Governo já negocia eventual substituto de Severino

08/09/2005

Redação Terra

Depois de armar uma estratégia para defender a permanência de Severino Cavalcanti (PP-PE) na presidência da Câmara, o Planalto recuou e já trabalha com a possibilidade de cassação do parlamentar, perante novos depoimentos e documentos que complicaram sua situação. Partidos governistas já negociam com a oposição possíveis substitutos de Severino no cargo.

A eventual saída de Cavalcanti, antes considerada uma ameaça para a governabilidade (o PP pertence à base aliada), já é vista como uma forma de reorganizar as forças do governo federal na Câmara, após a derrota arrasadora, no início do ano, do candidato petista à presidência da Casa, Luiz Eduardo Greenhalgh, graças a partidos como PFL, PSDB, PPS, PDT e PV – os mesmos que agora articulam a cassação de Cavalcanti no Conselho de Ética.
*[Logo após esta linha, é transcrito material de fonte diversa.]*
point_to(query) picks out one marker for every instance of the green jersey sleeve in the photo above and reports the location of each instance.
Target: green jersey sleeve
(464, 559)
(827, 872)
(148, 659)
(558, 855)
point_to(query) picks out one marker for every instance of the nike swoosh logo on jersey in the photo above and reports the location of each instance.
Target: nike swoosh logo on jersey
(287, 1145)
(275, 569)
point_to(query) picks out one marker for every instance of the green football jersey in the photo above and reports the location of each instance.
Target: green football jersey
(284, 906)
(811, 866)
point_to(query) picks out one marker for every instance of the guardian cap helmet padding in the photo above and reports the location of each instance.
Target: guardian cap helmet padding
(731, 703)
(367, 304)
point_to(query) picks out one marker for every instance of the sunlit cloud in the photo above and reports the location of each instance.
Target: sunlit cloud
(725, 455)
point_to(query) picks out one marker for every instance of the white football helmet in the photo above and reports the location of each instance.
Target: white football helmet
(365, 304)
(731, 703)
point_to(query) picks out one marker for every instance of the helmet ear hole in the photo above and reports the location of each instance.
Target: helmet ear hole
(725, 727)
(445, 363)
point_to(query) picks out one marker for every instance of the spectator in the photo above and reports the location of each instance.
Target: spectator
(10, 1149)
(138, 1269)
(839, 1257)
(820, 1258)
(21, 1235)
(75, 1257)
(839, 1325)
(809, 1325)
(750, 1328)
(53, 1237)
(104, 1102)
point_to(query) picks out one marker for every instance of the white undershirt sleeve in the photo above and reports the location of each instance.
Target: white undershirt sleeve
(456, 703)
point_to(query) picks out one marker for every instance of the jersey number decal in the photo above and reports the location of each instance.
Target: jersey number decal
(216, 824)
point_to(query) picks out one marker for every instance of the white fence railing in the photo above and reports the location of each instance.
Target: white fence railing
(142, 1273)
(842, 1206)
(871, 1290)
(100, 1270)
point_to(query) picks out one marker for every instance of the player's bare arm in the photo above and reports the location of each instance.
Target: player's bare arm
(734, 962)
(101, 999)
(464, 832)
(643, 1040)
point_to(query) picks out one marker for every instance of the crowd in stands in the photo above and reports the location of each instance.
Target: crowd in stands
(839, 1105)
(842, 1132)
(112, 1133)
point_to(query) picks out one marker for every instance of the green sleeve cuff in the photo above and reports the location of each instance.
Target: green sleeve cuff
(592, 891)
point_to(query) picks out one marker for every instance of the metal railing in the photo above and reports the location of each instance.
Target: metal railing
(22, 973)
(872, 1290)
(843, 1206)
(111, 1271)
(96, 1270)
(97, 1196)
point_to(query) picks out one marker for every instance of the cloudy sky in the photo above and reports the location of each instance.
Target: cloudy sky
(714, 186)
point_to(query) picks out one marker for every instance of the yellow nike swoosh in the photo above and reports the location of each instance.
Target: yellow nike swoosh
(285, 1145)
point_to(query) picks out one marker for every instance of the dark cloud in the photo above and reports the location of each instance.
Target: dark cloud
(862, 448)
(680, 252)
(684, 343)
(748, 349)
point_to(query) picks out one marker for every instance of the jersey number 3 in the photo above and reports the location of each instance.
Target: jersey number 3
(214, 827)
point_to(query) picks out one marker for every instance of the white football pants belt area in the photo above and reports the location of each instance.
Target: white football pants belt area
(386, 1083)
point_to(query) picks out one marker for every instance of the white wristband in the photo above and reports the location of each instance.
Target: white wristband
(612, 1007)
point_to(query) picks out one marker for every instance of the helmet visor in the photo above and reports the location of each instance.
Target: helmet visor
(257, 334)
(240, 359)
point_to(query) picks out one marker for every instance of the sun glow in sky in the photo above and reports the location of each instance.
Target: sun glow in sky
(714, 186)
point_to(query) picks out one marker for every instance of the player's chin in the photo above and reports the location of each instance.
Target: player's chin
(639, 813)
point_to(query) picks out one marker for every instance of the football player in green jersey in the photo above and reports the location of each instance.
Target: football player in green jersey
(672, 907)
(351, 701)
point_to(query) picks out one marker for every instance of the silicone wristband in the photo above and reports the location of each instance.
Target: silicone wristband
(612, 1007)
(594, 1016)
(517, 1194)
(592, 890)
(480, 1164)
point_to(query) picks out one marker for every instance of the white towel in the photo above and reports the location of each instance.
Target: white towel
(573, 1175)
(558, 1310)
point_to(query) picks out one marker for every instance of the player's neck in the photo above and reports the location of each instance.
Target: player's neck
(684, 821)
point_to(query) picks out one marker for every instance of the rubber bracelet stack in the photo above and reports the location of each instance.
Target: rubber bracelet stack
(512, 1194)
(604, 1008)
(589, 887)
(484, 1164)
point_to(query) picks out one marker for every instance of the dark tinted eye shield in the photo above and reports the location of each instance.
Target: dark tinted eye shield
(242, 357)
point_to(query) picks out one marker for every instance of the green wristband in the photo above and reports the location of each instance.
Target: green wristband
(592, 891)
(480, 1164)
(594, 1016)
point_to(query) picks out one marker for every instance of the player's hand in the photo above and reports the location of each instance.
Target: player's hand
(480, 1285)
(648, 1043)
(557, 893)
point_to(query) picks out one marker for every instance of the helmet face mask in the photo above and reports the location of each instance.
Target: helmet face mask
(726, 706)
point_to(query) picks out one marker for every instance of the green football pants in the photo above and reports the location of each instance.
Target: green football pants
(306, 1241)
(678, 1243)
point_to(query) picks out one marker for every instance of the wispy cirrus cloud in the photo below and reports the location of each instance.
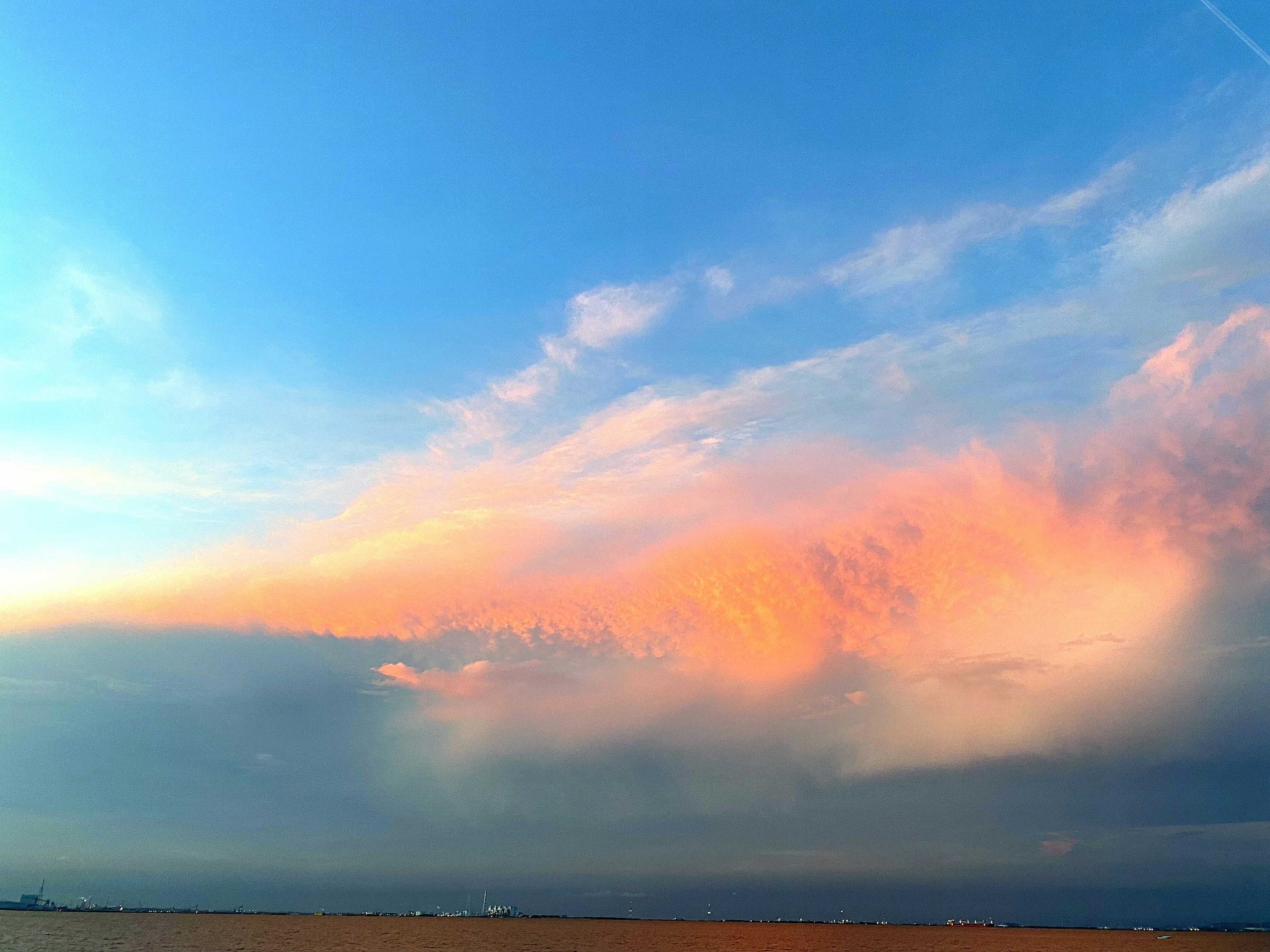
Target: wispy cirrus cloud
(784, 537)
(910, 254)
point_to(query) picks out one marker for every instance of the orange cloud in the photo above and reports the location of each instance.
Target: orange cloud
(1048, 567)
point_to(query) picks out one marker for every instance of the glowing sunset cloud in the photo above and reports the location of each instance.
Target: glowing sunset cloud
(1058, 556)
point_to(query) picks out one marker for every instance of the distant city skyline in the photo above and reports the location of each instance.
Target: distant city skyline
(808, 461)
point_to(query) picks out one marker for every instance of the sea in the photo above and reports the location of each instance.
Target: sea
(176, 932)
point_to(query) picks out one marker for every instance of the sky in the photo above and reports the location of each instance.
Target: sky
(807, 461)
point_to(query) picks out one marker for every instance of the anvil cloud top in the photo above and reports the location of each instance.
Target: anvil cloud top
(638, 452)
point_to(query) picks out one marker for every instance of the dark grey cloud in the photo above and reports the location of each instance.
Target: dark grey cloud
(227, 770)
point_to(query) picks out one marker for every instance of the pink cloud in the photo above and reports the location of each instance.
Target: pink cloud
(969, 586)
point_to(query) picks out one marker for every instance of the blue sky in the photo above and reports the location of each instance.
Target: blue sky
(440, 325)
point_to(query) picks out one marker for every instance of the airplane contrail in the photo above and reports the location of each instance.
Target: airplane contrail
(1238, 32)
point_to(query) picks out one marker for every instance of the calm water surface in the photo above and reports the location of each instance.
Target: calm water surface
(127, 932)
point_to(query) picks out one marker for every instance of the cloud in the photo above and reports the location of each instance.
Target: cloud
(963, 584)
(910, 254)
(754, 545)
(605, 315)
(1057, 847)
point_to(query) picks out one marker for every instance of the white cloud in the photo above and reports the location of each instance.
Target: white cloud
(603, 317)
(910, 254)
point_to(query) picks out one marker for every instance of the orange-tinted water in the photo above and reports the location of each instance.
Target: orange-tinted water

Severino é acusado de cobrar “mensalinho” de R$ 10 mil para prorrogar contrato e rolar dívida do empresário Sebastião Augusto Buani, concessionário de um restaurante da Casa. Buani negou inicialmente a acusação, mas a situação de Cavalcanti se agravou na última terça-feira, quando Veja publicou um documento, supostamente assinado pelo deputado, alongado irregularmente a concessão do serviço. No mesmo dia, Izeilton Carvalho de Souza, ex-gerente do empresário, reiterou as acusações e entregou a suposta “prova” à Polícia Federal. Nesta quarta, apresentou alegadas testemunhas das acusações, entre elas um garçom que seria um dos responsáveis por entregar o “mensalinho” a Severino.

Agora, a ordem é buscar um nome de consenso, capaz de dar seqüência ao processo de “limpeza” da Casa, na qual 18 parlamentares respondem a processos por quebra de decoro devido ao escândalo do “mensalão” e caixa dois. Oposicionistas já aceitam a possibilidade de um partido ligado ao governo assumir o posto hoje ocupado por Severino. Pelo regimento da Câmara, quem assumiria no lugar dele é o vice-presidente José Thomaz Nonô (PFL-AL). Ele ficaria à frente da Casa durante cinco sessões plenárias, até a convocação de novas eleições.

Governistas já começaram a estudar uma lista de nomes, que incluiria Beto Albuquerque (PSB-RS), vice-líder do governo, além de Paulo Delgado (PT-MG), Arlindo Chinaglia (PT-SP), José Eduardo Cardozo (PT-SP) e Sigmaringa Seixas (PT-DF).

Lula, que inicialmente coordenou a defesa de Severino e considerou o movimento da oposição uma “manobra” para desestabilizar o governo e as instituições democráticas, teria afirmado, durante o feridado do Sete de Setembro, que “é necessária uma explicação contundente senão já era”, supostamente se referindo à delicada situação do deputado federal.

Paulo Delgado , amigo do presidente da República e possível sucessor de Cavalcanti, falou na mesma linha sobre o assunto durante o desfile da Independência, em Brasília: “Em política, o ônus da prova cabe ao acusado”, declarou, parafraseando o próprio Cavalcanti, que, de Nova York, dizia que é o acusador quem tem de provar as denúncias.

O presidente da Câmara deu três versões sobre o contrato nesta quarta-feira, em Nova York (onde participa da 2ª Conferência Mundial de Presidentes de Parlamentos na ONU). Em todas, negou qualquer envolvimento em irregularidades, mas não melhorou sua situação. Ele requereu uma sindicância para apurar a denúncia na Câmara, também investigada pela Corregedoria, Polícia Federal e Tribunal de Contas da União (TCU).

Representação

A oposição adiou até a próxima terça-feira o encaminhamento de representação contra Severino no Conselho de Ética. De acordo com o deputado Raul Jungmann (PPS-PE), a decisão de postergar a medida foi negociada com o próprio governo, que teria pedido tempo para avaliar o andamento da crise e conferir se as acusações serão comprovadas. Em caso positivo, diz Jungmann, os governistas deverão também assinar o documento.